L'operazione "Open Prisons" ha ricostruito che le "richieste" arrivavano da alcuni detenuti, i quali poi si occupavano della "rivendita" nell’ambito del reparto G8: i beni erano nascosti nei pacchi consegnati dai familiari durante i colloqui. Gli arrestati sono indagati a vario titolo per spaccio di sostanze stupefacenti, accesso indebito a dispositivi idonei alla comunicazione e corruzione per atti contrari ai doveri d'ufficio
Un traffico di stupefacenti, cellulari e schede sim introdotti in modo illecito nel carcere di Rebibbia a Roma, nascosti persino nella pizza. Con le “richieste” che arrivavano da alcuni detenuti i quali poi si occupavano della “rivendita” nell’ambito del reparto G8. L’operazione dei Carabinieri e della Polizia penitenziaria, denominata Open Prisons, ha portato all’esecuzione di un’ordinanza di custodia cautelare nei confronti di sette persone – cinque in carcere e due ai domiciliari – indagate a vario titolo per spaccio di sostanze stupefacenti, accesso indebito a dispositivi idonei alla comunicazione e corruzione per atti contrari ai doveri d’ufficio. L’indagine della Procura di Roma, aperta a luglio 2019, si è conclusa lo scorso febbraio. Nel ricostruire la filiera dello spaccio è emerso, tra l’altro, il coinvolgimento dei familiari di alcuni carcerati, che per veicolare lo stupefacente e le sim si servivano dei pacchi consegnati in occasione dei colloqui. Uno di quelli sequestrati conteneva una pizza con dentro dieci sim card e quaranta pasticche di sostanza oppiacea.

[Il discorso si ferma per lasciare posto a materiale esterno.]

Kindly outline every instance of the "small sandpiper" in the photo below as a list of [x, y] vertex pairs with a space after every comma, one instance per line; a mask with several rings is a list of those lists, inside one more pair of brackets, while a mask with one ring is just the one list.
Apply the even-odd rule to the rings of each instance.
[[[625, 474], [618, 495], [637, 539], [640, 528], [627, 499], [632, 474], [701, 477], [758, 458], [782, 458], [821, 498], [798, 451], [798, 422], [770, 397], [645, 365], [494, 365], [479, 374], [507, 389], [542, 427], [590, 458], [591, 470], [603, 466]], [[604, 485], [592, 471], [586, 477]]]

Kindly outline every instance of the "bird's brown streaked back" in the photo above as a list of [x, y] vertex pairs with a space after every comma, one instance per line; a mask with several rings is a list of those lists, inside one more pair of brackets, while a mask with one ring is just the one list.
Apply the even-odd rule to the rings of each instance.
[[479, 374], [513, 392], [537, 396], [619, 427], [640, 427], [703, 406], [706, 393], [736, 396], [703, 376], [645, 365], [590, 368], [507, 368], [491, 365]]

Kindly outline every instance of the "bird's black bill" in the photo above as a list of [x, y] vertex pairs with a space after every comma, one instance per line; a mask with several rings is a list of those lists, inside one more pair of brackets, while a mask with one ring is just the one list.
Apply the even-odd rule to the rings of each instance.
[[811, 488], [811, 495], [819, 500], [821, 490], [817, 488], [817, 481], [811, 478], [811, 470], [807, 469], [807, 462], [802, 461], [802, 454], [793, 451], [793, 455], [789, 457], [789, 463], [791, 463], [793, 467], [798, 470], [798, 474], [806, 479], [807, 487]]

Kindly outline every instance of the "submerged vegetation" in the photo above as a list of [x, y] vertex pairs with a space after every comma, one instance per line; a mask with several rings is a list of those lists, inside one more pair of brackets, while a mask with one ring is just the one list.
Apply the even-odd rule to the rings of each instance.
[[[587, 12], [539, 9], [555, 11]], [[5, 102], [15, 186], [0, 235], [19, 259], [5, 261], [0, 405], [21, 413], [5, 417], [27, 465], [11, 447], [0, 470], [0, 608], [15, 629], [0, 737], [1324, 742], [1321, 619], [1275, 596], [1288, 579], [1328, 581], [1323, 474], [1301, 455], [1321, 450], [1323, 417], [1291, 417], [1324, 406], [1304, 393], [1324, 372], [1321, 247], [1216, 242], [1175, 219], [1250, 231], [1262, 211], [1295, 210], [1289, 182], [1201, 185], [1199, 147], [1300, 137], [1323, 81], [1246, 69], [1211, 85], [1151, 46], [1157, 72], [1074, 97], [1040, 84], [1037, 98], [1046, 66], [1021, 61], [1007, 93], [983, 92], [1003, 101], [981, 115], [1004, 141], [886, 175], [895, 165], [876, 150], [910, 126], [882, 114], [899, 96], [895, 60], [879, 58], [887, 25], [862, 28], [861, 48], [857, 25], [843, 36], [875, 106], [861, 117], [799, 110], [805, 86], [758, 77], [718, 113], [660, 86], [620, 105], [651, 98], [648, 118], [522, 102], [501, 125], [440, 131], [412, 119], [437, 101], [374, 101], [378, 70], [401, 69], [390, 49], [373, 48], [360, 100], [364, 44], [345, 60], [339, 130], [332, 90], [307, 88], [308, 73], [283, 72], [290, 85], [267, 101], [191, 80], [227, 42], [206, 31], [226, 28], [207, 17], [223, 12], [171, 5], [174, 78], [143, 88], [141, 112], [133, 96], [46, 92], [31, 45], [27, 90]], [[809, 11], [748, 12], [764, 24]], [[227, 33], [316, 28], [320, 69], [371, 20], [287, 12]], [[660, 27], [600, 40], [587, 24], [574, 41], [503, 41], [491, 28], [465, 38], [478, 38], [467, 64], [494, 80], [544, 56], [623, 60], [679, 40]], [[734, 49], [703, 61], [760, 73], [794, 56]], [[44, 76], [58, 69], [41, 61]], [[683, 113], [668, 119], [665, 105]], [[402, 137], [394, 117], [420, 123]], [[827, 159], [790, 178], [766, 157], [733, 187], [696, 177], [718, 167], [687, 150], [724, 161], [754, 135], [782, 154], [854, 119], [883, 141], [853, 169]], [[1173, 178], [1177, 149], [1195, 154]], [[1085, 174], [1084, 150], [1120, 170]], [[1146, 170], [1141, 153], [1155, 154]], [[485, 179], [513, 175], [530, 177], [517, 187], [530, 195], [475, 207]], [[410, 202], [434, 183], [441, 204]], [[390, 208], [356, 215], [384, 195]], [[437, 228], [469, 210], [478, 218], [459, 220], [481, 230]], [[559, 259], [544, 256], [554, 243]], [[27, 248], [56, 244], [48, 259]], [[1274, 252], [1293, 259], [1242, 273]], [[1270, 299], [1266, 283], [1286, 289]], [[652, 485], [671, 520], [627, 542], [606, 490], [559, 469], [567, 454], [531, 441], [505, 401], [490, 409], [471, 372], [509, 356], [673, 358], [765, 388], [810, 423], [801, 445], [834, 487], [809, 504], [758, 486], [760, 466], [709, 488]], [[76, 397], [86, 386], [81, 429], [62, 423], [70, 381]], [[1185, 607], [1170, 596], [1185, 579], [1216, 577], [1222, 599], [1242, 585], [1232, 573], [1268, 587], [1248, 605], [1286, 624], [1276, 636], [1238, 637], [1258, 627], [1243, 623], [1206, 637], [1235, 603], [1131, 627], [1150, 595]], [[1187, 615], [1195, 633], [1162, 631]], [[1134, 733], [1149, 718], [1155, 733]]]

Nella rete era coinvolto anche un agente penitenziario, già sospeso dalle funzioni in via cautelare e ora agli arresti domiciliari, che secondo gli investigatori ha fatto da tramite tra i detenuti e l’esterno per procurare i beni illeciti: è indagato per detenzione di stupefacenti a fini di spaccio e corruzione per atti contrari ai doveri d’ufficio. L’agente, recita l’ordinanza, si era accordato “ripetutamente” con un detenuto “per l’introduzione all’interno del carcere, a cadenza mensile, di più pacchi contenenti sostanza stupefacente, cellulari e sim card e altri oggetti richiesti di volta in volta dal detenuto nonché per consentire l’utilizzo di telefoni cellulari all’interno delle celle durante il proprio orario di servizio, ricevendo in cambio, per ogni consegna, 300 euro o altre utilità“, è detto nell’ordinanza. Per il giudice l’agente “ha mostrato una notevole capacità a delinquere essendosi posto a servizio dei detenuti in totale spregio della divisa indossata”.